Stellantis dichiarò immediatamente di ritenere la causa priva di fondamento e di volersi difendere con decisione. Reuters evidenziò inoltre che l’azione era sostenuta da un finanziatore esterno collegato a Fortress Investment Group, circostanza importante perché il soggetto che finanzia il contenzioso riceverà un compenso soltanto in caso di risultato favorevole. (Reuters)

Il 23 luglio 2025 il Tribunale distrettuale dell’Olanda Settentrionale dichiarò FCIRS inammissibile. La decisione contestò, tra l’altro:

  • l’insufficiente dimostrazione della rappresentatività della Fondazione;
  • l’assenza di verifiche adeguate sulle registrazioni degli investitori;
  • alcune carenze nella pubblicazione dei documenti finanziari e di governance;
  • l’influenza attribuita al finanziatore esterno nella versione iniziale dell’accordo;
  • la limitata attività di comunicazione e coinvolgimento degli aderenti prima del deposito della causa.

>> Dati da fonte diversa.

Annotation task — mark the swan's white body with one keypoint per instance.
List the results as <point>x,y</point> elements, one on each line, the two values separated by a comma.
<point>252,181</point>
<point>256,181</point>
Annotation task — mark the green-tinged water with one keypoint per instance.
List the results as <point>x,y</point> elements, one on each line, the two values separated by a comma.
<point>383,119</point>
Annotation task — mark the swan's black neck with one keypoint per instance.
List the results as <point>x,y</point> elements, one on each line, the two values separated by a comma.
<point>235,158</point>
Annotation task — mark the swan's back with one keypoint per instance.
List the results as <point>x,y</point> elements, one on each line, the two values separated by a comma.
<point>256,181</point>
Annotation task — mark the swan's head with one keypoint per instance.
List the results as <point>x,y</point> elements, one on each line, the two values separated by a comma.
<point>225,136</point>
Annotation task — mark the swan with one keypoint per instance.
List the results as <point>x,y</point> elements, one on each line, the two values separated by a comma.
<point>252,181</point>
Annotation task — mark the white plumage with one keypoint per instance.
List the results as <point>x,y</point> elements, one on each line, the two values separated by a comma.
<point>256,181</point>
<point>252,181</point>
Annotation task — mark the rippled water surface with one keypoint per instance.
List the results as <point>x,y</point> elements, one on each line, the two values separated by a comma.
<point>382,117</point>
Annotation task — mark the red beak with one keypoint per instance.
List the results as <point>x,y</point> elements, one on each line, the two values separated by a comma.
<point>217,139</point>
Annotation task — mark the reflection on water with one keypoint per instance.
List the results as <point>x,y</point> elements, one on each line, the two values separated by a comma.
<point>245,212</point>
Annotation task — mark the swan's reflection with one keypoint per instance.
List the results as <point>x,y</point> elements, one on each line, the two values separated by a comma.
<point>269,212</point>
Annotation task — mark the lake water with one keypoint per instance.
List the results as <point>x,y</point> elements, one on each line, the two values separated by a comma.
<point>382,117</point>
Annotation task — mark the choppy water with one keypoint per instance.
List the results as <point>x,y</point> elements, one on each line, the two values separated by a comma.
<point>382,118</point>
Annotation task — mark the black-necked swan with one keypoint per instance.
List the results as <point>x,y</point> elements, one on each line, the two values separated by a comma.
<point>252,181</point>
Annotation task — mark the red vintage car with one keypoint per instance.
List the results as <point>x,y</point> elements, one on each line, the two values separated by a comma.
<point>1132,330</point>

Poco prima dell’udienza FCIRS aveva indicato circa 3.400 registrazioni, salite, secondo il comunicato dell’agosto 2026, a oltre 3.600. Il tribunale osservò tuttavia che non era stato provato quanti aderenti avessero effettivamente riportato una perdita e quale quota rappresentassero rispetto all’intera categoria.

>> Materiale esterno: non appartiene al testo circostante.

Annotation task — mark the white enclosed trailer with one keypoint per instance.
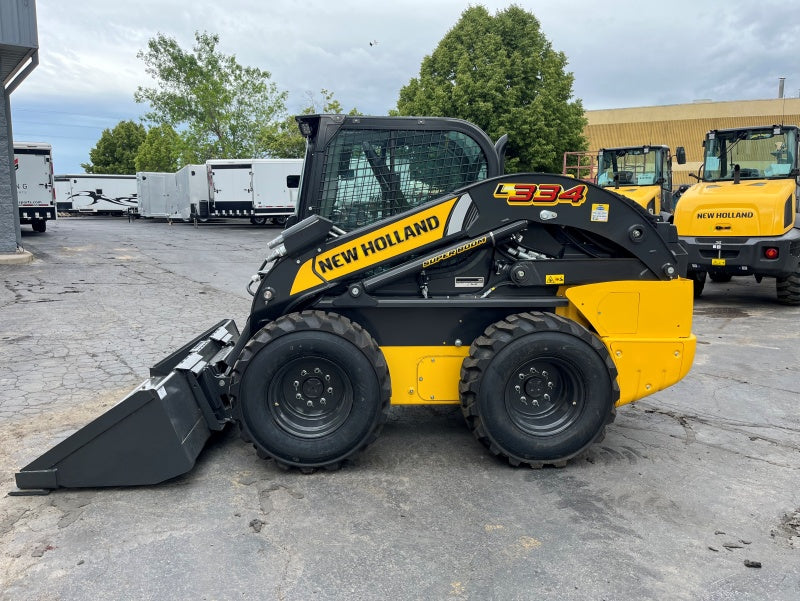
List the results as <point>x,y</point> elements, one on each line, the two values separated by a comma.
<point>192,192</point>
<point>33,163</point>
<point>156,194</point>
<point>261,189</point>
<point>96,193</point>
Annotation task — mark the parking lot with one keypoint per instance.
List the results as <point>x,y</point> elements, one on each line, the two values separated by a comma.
<point>688,486</point>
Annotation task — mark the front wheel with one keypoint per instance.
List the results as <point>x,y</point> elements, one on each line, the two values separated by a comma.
<point>788,289</point>
<point>312,390</point>
<point>538,389</point>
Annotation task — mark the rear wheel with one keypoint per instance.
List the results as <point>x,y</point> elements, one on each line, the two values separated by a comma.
<point>313,389</point>
<point>788,289</point>
<point>538,389</point>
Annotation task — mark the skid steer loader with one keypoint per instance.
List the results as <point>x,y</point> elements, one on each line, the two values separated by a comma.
<point>415,272</point>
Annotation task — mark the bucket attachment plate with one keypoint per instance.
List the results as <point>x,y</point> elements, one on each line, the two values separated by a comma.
<point>153,434</point>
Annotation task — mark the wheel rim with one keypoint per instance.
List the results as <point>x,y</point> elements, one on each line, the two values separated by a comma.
<point>310,397</point>
<point>544,396</point>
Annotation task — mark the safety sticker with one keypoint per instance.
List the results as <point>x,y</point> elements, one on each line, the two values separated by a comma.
<point>600,212</point>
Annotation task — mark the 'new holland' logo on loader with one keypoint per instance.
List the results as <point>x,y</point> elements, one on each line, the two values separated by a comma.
<point>727,215</point>
<point>403,236</point>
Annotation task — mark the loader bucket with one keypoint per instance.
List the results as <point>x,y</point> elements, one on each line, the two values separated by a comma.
<point>153,434</point>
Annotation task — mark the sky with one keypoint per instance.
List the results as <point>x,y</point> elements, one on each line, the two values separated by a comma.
<point>622,54</point>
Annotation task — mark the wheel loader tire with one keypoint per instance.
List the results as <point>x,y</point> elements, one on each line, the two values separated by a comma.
<point>788,289</point>
<point>699,280</point>
<point>538,389</point>
<point>313,389</point>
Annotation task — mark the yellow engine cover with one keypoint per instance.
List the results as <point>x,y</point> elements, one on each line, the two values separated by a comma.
<point>646,327</point>
<point>749,208</point>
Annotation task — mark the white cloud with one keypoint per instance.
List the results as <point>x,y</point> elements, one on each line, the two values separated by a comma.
<point>621,54</point>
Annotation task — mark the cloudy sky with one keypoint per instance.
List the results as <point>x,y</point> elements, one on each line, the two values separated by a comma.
<point>623,54</point>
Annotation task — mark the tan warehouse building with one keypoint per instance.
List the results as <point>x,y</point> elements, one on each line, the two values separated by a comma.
<point>684,125</point>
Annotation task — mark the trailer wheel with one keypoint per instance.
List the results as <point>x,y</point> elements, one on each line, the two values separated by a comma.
<point>538,389</point>
<point>312,390</point>
<point>788,289</point>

La sentenza, identificata come ECLI:NL:RBNHO:2025:8944, ha quindi chiuso il primo grado per ragioni procedurali, senza esaminare se FCA avesse davvero violato gli obblighi informativi verso il mercato italiano.

Come ha raccontato il caso la stampa finanziaria italiana

La stampa economica italiana ha seguito estesamente le sanzioni statunitensi, ma ha dedicato uno spazio molto più ridotto alla specifica richiesta degli azionisti di Piazza Affari.

Nel 2017 l’attenzione si concentrò soprattutto sull’impatto delle contestazioni EPA sul titolo FCA e sul rischio di sanzioni. Nel 2019 Repubblica e altre testate riportarono il patteggiamento da 110 milioni con gli azionisti americani. La lettura prevalente fu finanziaria: quantificazione degli esborsi, copertura assicurativa e possibili effetti sui conti.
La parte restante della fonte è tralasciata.